WASAPI-Community / data-transfer-apis

WASAPI data transfer APIs
42 stars 6 forks source link

Suggestions for /webdata endpoint, support for 'open' warcs #3

Open ikreymer opened 7 years ago

ikreymer commented 7 years ago

I wanted to offer some thoughts on the /webdata endpoint in general and some possible areas of improvement for supporting other services, such as Webrecorder.

One issue that I see is the time for how long the files list returned from /webdata should be considered valid, and what happens if files change between a request to /webdata and request to retrieve the WARC file.

It might be useful to include at a least a timestamp to the response to indicate at what time the /webdata was retrieved.

One possible workaround is to also include a validUntil timestamp that should guarantee that the WARCs listed are available through that time, and that after this time, a user should not trust the /webdata listing. For example, if a user did not retrieve all the WARCs by that time, they should query /webdata again to get a more updated listing.

Although, this may not be possible to guarantee in a general crawler based system, as for example, a new WARC could be added to the collection a few seconds after /webdata was called, making the file listing out of date anyway.

Another idea is to have an 'open' WARC type, something like:

    "files": [
        {
            "content-type": "application/warc",
            "filename": "2016-08-30-blah.warc.gz",
            "type": "open",
            "lastModified": "...",
            "size": 2000,
            "locations": [
                "http://webrecorder.io/api/wasapi/v0/...blah.warc.gz",
            ]
        }

By adding "type": "open", the system indicates that this WARC is still being written to, and may change between the time of /webdata call and the time it is retrieved. Since the WARC may be changing, the checksum is not included here, but the size is, and the size should be at least the specified size when downloaded. A lastModified field is included to indicate when this WARC file was last updated (this could be useful to add to all WARC files).

This will address the Webrecorder use case where users may be actively recording when /webdata call is made, and therefore the exact size and checksum may change between this query and the actual download. This would be useful to any system that allows live updating of the archive.

A more difficult issue is how to deal with systems, such as Webrecorder, which are not simply additive but allow users to delete or modify collections. For example, in Webrecorder, a user could delete a recording (specified by one or more WARCs) within a collection.
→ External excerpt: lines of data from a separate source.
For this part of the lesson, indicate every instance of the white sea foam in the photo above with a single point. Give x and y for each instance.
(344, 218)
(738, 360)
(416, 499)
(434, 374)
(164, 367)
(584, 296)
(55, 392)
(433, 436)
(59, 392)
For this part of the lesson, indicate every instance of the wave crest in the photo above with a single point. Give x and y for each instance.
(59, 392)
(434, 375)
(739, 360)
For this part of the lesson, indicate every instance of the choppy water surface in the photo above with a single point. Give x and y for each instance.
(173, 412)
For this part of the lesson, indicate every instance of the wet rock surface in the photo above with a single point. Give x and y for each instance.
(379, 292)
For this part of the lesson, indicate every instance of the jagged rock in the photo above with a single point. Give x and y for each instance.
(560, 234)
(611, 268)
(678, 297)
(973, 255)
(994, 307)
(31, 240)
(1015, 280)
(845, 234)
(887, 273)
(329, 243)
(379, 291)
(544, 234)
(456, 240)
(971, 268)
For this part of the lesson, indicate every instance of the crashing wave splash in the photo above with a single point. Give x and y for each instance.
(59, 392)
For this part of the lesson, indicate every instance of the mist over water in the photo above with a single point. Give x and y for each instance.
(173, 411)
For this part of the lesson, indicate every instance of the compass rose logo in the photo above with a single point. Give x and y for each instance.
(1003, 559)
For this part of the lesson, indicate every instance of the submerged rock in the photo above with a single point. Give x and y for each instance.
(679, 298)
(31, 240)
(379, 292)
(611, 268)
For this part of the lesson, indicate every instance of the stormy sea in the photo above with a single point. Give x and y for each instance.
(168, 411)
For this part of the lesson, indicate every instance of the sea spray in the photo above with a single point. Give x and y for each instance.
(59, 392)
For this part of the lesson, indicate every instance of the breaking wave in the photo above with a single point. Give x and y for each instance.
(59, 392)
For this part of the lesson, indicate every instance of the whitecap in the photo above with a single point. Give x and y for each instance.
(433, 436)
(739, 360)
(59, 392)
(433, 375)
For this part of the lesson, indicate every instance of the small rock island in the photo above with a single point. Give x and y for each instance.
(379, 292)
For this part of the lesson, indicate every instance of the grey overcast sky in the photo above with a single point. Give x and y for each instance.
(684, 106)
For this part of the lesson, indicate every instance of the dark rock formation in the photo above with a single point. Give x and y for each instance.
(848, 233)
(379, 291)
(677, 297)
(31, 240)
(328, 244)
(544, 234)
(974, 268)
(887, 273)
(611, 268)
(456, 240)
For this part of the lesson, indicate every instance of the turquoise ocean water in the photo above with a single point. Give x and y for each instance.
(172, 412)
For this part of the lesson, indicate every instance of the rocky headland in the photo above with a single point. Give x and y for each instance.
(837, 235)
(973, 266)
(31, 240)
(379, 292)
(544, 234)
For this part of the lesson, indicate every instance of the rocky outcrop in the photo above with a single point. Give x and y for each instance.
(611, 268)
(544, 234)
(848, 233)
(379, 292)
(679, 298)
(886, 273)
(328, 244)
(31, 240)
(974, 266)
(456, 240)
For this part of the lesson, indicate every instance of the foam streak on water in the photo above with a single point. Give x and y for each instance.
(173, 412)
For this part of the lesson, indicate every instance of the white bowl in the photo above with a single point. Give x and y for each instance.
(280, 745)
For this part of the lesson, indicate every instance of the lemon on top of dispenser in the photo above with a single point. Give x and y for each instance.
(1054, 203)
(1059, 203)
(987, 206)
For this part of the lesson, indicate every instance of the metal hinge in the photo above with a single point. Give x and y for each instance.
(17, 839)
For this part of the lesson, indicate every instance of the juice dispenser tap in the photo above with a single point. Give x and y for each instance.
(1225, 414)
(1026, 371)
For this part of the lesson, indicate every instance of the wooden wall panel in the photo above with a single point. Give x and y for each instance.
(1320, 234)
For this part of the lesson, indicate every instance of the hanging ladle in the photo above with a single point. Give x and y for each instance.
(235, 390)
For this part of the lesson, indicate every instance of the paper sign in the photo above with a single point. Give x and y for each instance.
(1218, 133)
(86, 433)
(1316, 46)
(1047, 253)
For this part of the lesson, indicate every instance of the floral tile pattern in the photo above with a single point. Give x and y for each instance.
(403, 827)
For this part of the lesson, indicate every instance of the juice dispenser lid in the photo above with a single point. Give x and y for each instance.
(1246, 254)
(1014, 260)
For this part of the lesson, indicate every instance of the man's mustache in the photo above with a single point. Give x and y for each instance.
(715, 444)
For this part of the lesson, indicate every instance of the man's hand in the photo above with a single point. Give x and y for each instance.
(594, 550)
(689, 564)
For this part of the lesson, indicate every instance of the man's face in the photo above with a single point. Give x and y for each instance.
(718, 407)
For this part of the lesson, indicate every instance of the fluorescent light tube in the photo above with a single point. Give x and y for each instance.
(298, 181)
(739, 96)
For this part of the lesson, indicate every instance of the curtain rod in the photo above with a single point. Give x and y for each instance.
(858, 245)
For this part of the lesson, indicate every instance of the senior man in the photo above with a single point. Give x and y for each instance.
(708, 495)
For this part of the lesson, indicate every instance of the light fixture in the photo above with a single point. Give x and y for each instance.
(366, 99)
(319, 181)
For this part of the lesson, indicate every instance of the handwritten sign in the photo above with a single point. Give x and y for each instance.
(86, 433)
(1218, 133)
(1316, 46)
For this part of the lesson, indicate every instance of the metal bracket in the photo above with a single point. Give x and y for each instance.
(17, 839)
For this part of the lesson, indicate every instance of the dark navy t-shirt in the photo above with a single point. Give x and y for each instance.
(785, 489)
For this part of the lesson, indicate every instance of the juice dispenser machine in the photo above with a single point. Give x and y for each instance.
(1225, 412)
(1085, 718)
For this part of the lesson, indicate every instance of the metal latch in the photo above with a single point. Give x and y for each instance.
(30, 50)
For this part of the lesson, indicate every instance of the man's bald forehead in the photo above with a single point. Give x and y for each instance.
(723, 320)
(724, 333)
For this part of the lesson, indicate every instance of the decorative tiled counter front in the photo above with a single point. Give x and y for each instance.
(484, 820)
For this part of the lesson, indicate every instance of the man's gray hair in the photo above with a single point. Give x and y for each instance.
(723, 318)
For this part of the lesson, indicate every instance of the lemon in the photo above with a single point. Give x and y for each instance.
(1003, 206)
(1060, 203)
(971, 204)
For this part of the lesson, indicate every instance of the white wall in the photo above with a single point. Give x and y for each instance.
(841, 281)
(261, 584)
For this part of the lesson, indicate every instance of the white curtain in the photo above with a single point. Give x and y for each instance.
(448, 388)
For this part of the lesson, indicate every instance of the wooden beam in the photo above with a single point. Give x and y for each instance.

In such a case, I suppose the WARC download should return 404 immediately.

Alternatively, if the validUntil timestamp is used, the api could "freeze" the particular until the expiration time, allowing the api users to download the WARCs exactly as they were at that time (this may be a bit more complex).

Ideally, the simplest approach would be taken, which is probably to allow some form of open warcs and handle deletion as a 404.

ikreymer commented 7 years ago

To put it more succinctly, I think there are two main options that could be implemented:

OR

It would be useful to have a lastModified field for all WARCs regardless.

nlevitt commented 7 years ago

I expressed my thoughts to Ilya on iipc slack:

my inclination is to keep it simple i would advocate /webdata return truth at the time of the query no guarantee that the files won't be deleted before you try to download them and i'm not sure i see the need to support .open files in this api if you have a use case for that, maybe describe it on the issue?

I'm not opposed to lastModified.

ikreymer commented 7 years ago

The use case for having open files is that Webrecorder generally keeps files open until they have been idle for some period of time (an internal) setting, and a user may add to any collection or recording at any time. Since the replay is available immediately, the download should also reflect what the user can access.

The issue is mostly with specifying the checksum in the /webdata, because it can change between the time it was listed and when the user starts downloading the WARC.

I guess the simplest solution is just making the checksum optional, and maybe indicating that the WARC is 'open' (in the process of being written to). I think this would solve this issue without adding extra complexity (like taking snapshots).